Enquanto o Ocidente debate se a Inteligência Artificial (IA) causará a extinção humana, o governo de Pequim enfrenta temores muito mais práticos e imediatos. Em um artigo revelador publicado na revista oficial China Cyberspace, o ministro da Segurança do Estado da China, [Chen Yixin](https:// finance.yahoo.com/technology/ai/articles/china-spy-chief-warns-ai-030723700.html), delineou as maiores vulnerabilidades que a tecnologia traz para a estabilidade do país.
Para o chefe de espionagem do presidente Xi Jinping, a IA transformou-se em uma “nova arena para rivalidade estratégica entre grandes potências”. Pela primeira vez, Pequim detalhou explicitamente as seis frentes de risco que tiram o sono de seus líderes:
1. Ameaça à Segurança do Regime (Guerra Cognitiva)
O principal temor de Pequim é a perda do controle sobre a informação. Chen alertou que “forças hostis” utilizam áudios e vídeos deepfake, textos gerados por IA e exércitos virtuais inteligentes para propagar rumores políticos a baixo custo. O objetivo, segundo o ministro, é travar uma guerra de opinião pública e cognitiva para fraturar a segurança ideológica do Partido Comunista Chinês (PCC).
2. Vulnerabilidade em Infraestruturas Críticas
Modelos de IA de última geração liderados pelos EUA — como o GPT-5.5-Cyber da OpenAI e o Claude Mythos da Anthropic — reduziram drasticamente os custos e as barreiras técnicas para a execução de ataques cibernéticos em massa. Isso coloca redes elétricas, sistemas de transporte e comunicações em perigo direto.
3. Vazamento de Dados Sensíveis em Larga Escala
O avanço de ferramentas de mineração de dados (data mining) alimentadas por IA facilita o trabalho de agências de inteligência estrangeiras. A preocupação reside na coleta automatizada de segredos comerciais, dados estatais confidenciais e informações privadas de cidadãos chineses.
4. Monopólios Tecnológicos Ocidentais
A China teme ficar para trás devido ao fechamento de ecossistemas promovido por gigantes americanas. De acordo com o artigo, nações rivais utilizam a “segurança nacional” como pretexto para criar monopólios de padrões industriais, fragmentar cadeias de suprimentos e isolar o avanço tecnológico de Pequim.
5. Desestabilização da Governança Social
A automação acelerada e a substituição de funções geram novas tensões sociais. A liderança enfrenta o desafio de conter a “ansiedade por IA” gerada pelo desemprego estrutural, além do uso de algoritmos por redes criminosas para aplicar golpes sofisticados, perturbando a ordem pública.
6. Desalinhamento Ideológico Interno
Para Pequim, o perigo não é apenas externo.

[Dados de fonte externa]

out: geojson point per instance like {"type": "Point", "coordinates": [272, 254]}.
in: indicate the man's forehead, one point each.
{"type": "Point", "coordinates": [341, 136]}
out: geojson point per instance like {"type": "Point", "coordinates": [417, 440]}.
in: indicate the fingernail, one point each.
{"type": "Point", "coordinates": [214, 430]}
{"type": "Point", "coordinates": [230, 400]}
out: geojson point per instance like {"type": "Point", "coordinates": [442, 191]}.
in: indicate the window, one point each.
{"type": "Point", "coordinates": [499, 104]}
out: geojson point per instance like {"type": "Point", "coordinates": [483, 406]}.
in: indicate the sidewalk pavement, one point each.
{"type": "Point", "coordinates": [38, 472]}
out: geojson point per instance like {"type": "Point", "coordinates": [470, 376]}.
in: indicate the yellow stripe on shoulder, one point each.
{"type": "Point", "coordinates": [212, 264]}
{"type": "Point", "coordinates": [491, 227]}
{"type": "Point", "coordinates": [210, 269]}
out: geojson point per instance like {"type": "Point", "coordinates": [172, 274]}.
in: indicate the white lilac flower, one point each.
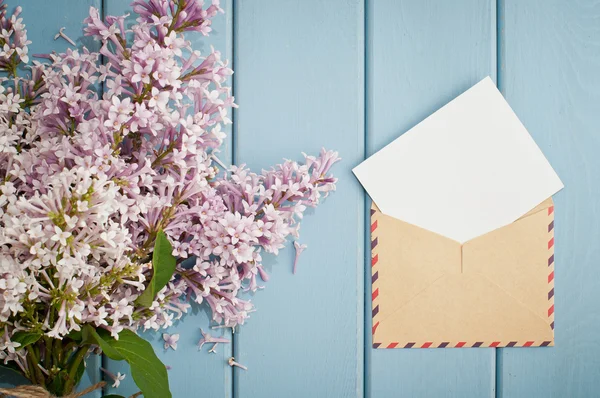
{"type": "Point", "coordinates": [170, 341]}
{"type": "Point", "coordinates": [87, 180]}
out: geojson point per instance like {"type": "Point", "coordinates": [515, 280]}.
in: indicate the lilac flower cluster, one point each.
{"type": "Point", "coordinates": [89, 177]}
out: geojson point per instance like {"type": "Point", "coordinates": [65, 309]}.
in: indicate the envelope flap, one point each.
{"type": "Point", "coordinates": [406, 260]}
{"type": "Point", "coordinates": [542, 206]}
{"type": "Point", "coordinates": [518, 258]}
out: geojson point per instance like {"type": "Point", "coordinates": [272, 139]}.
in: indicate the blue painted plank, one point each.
{"type": "Point", "coordinates": [420, 55]}
{"type": "Point", "coordinates": [550, 58]}
{"type": "Point", "coordinates": [192, 373]}
{"type": "Point", "coordinates": [299, 84]}
{"type": "Point", "coordinates": [43, 19]}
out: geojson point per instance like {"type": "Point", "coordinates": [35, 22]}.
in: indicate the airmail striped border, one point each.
{"type": "Point", "coordinates": [457, 344]}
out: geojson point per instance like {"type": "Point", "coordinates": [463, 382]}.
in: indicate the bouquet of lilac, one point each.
{"type": "Point", "coordinates": [110, 180]}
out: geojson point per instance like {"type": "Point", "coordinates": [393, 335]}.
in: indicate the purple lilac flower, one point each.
{"type": "Point", "coordinates": [88, 179]}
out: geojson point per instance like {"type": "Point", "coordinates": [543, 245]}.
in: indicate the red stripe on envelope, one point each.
{"type": "Point", "coordinates": [375, 294]}
{"type": "Point", "coordinates": [375, 328]}
{"type": "Point", "coordinates": [374, 226]}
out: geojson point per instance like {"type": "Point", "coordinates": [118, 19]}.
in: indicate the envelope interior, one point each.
{"type": "Point", "coordinates": [492, 288]}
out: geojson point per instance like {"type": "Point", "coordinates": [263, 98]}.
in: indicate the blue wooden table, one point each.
{"type": "Point", "coordinates": [352, 75]}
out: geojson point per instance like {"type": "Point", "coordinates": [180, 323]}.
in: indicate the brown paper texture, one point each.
{"type": "Point", "coordinates": [493, 291]}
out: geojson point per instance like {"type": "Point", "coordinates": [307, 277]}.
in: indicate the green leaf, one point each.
{"type": "Point", "coordinates": [26, 338]}
{"type": "Point", "coordinates": [163, 264]}
{"type": "Point", "coordinates": [11, 375]}
{"type": "Point", "coordinates": [91, 335]}
{"type": "Point", "coordinates": [148, 372]}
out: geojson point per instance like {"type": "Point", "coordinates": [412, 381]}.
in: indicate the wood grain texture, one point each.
{"type": "Point", "coordinates": [43, 19]}
{"type": "Point", "coordinates": [420, 55]}
{"type": "Point", "coordinates": [550, 58]}
{"type": "Point", "coordinates": [299, 84]}
{"type": "Point", "coordinates": [193, 373]}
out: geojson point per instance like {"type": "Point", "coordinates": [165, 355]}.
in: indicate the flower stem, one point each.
{"type": "Point", "coordinates": [75, 363]}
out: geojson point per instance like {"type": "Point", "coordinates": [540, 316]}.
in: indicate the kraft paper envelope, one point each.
{"type": "Point", "coordinates": [462, 230]}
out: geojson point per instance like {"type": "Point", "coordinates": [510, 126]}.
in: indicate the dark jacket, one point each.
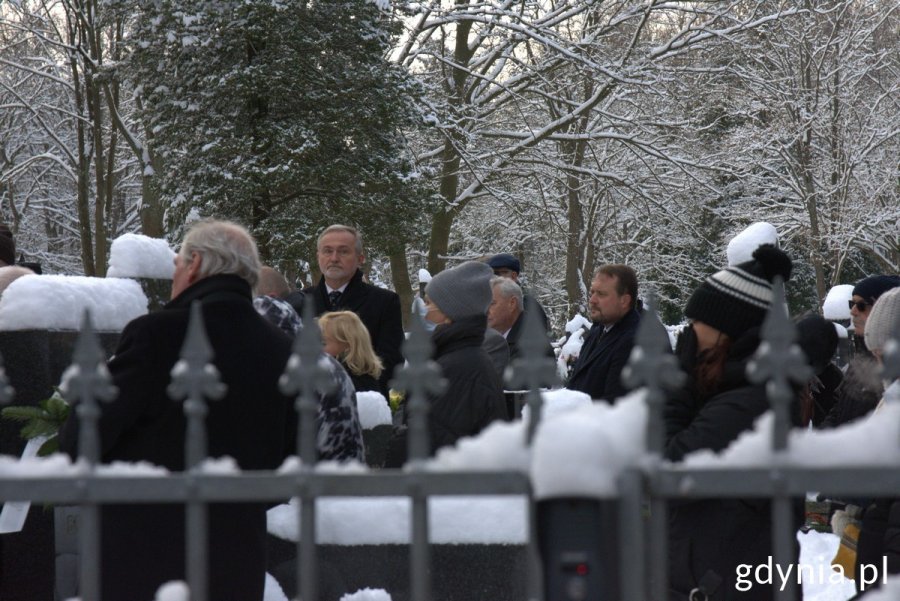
{"type": "Point", "coordinates": [473, 397]}
{"type": "Point", "coordinates": [143, 544]}
{"type": "Point", "coordinates": [598, 370]}
{"type": "Point", "coordinates": [378, 309]}
{"type": "Point", "coordinates": [365, 382]}
{"type": "Point", "coordinates": [859, 391]}
{"type": "Point", "coordinates": [514, 338]}
{"type": "Point", "coordinates": [710, 538]}
{"type": "Point", "coordinates": [497, 349]}
{"type": "Point", "coordinates": [823, 389]}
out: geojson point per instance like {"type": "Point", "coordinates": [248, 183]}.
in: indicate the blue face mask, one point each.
{"type": "Point", "coordinates": [421, 310]}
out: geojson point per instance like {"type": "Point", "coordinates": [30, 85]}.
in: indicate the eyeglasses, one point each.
{"type": "Point", "coordinates": [860, 305]}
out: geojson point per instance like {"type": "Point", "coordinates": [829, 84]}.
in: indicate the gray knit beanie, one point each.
{"type": "Point", "coordinates": [883, 323]}
{"type": "Point", "coordinates": [462, 291]}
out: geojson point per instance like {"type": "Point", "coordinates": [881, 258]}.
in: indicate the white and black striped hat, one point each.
{"type": "Point", "coordinates": [737, 298]}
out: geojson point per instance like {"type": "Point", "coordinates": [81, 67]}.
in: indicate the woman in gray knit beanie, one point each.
{"type": "Point", "coordinates": [459, 292]}
{"type": "Point", "coordinates": [457, 300]}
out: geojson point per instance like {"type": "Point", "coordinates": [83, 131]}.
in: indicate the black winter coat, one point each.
{"type": "Point", "coordinates": [709, 539]}
{"type": "Point", "coordinates": [473, 397]}
{"type": "Point", "coordinates": [598, 369]}
{"type": "Point", "coordinates": [143, 545]}
{"type": "Point", "coordinates": [378, 309]}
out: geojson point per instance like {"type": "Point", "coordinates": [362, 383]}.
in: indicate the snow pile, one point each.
{"type": "Point", "coordinates": [869, 441]}
{"type": "Point", "coordinates": [581, 452]}
{"type": "Point", "coordinates": [273, 591]}
{"type": "Point", "coordinates": [174, 590]}
{"type": "Point", "coordinates": [889, 591]}
{"type": "Point", "coordinates": [577, 323]}
{"type": "Point", "coordinates": [820, 581]}
{"type": "Point", "coordinates": [501, 446]}
{"type": "Point", "coordinates": [577, 328]}
{"type": "Point", "coordinates": [557, 402]}
{"type": "Point", "coordinates": [386, 520]}
{"type": "Point", "coordinates": [741, 247]}
{"type": "Point", "coordinates": [842, 331]}
{"type": "Point", "coordinates": [58, 302]}
{"type": "Point", "coordinates": [367, 594]}
{"type": "Point", "coordinates": [57, 464]}
{"type": "Point", "coordinates": [674, 332]}
{"type": "Point", "coordinates": [138, 256]}
{"type": "Point", "coordinates": [373, 409]}
{"type": "Point", "coordinates": [836, 306]}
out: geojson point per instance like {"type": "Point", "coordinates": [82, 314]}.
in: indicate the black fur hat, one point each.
{"type": "Point", "coordinates": [736, 299]}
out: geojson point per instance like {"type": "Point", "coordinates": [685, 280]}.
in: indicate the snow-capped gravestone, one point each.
{"type": "Point", "coordinates": [39, 320]}
{"type": "Point", "coordinates": [150, 261]}
{"type": "Point", "coordinates": [478, 544]}
{"type": "Point", "coordinates": [837, 303]}
{"type": "Point", "coordinates": [741, 247]}
{"type": "Point", "coordinates": [377, 423]}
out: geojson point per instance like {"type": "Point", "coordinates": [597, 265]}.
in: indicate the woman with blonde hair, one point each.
{"type": "Point", "coordinates": [347, 340]}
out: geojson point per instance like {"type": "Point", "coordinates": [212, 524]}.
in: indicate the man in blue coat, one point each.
{"type": "Point", "coordinates": [613, 306]}
{"type": "Point", "coordinates": [341, 288]}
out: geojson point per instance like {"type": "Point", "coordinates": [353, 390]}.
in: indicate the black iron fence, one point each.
{"type": "Point", "coordinates": [612, 548]}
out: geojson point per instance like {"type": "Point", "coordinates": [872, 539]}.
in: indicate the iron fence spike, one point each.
{"type": "Point", "coordinates": [778, 362]}
{"type": "Point", "coordinates": [653, 366]}
{"type": "Point", "coordinates": [7, 394]}
{"type": "Point", "coordinates": [420, 377]}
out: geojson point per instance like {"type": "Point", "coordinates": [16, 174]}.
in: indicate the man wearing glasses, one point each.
{"type": "Point", "coordinates": [340, 255]}
{"type": "Point", "coordinates": [861, 388]}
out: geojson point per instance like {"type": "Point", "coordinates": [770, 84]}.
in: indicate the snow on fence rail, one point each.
{"type": "Point", "coordinates": [564, 448]}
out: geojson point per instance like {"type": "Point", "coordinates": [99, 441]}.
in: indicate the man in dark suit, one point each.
{"type": "Point", "coordinates": [613, 302]}
{"type": "Point", "coordinates": [143, 545]}
{"type": "Point", "coordinates": [341, 287]}
{"type": "Point", "coordinates": [506, 313]}
{"type": "Point", "coordinates": [508, 266]}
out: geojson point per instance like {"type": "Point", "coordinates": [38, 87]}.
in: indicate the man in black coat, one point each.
{"type": "Point", "coordinates": [341, 288]}
{"type": "Point", "coordinates": [613, 302]}
{"type": "Point", "coordinates": [143, 545]}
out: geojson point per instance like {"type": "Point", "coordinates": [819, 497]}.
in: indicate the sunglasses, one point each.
{"type": "Point", "coordinates": [860, 305]}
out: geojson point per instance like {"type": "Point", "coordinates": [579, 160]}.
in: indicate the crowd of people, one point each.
{"type": "Point", "coordinates": [475, 312]}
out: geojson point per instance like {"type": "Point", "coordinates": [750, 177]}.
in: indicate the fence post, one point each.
{"type": "Point", "coordinates": [653, 366]}
{"type": "Point", "coordinates": [420, 377]}
{"type": "Point", "coordinates": [89, 383]}
{"type": "Point", "coordinates": [6, 391]}
{"type": "Point", "coordinates": [778, 362]}
{"type": "Point", "coordinates": [306, 377]}
{"type": "Point", "coordinates": [533, 370]}
{"type": "Point", "coordinates": [195, 379]}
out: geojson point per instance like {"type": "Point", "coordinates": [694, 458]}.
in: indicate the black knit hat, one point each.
{"type": "Point", "coordinates": [872, 287]}
{"type": "Point", "coordinates": [736, 299]}
{"type": "Point", "coordinates": [462, 291]}
{"type": "Point", "coordinates": [7, 245]}
{"type": "Point", "coordinates": [818, 339]}
{"type": "Point", "coordinates": [505, 261]}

O uso doméstico de IAs que possam responder de forma contrária às narrativas do partido (o chamado envenenamento de dados ou respostas “fora da linha”) exige revisões rígidas para garantir que os modelos gerem conteúdos estritamente alinhados à ideologia oficial.
Ao contrário do Vale do Silício, que foca na IA apocalíptica de ficção científica, a liderança chinesa enxerga a inteligência artificial como uma arma geopolítica direta voltada para a soberania informacional e a estabilidade do poder estatal.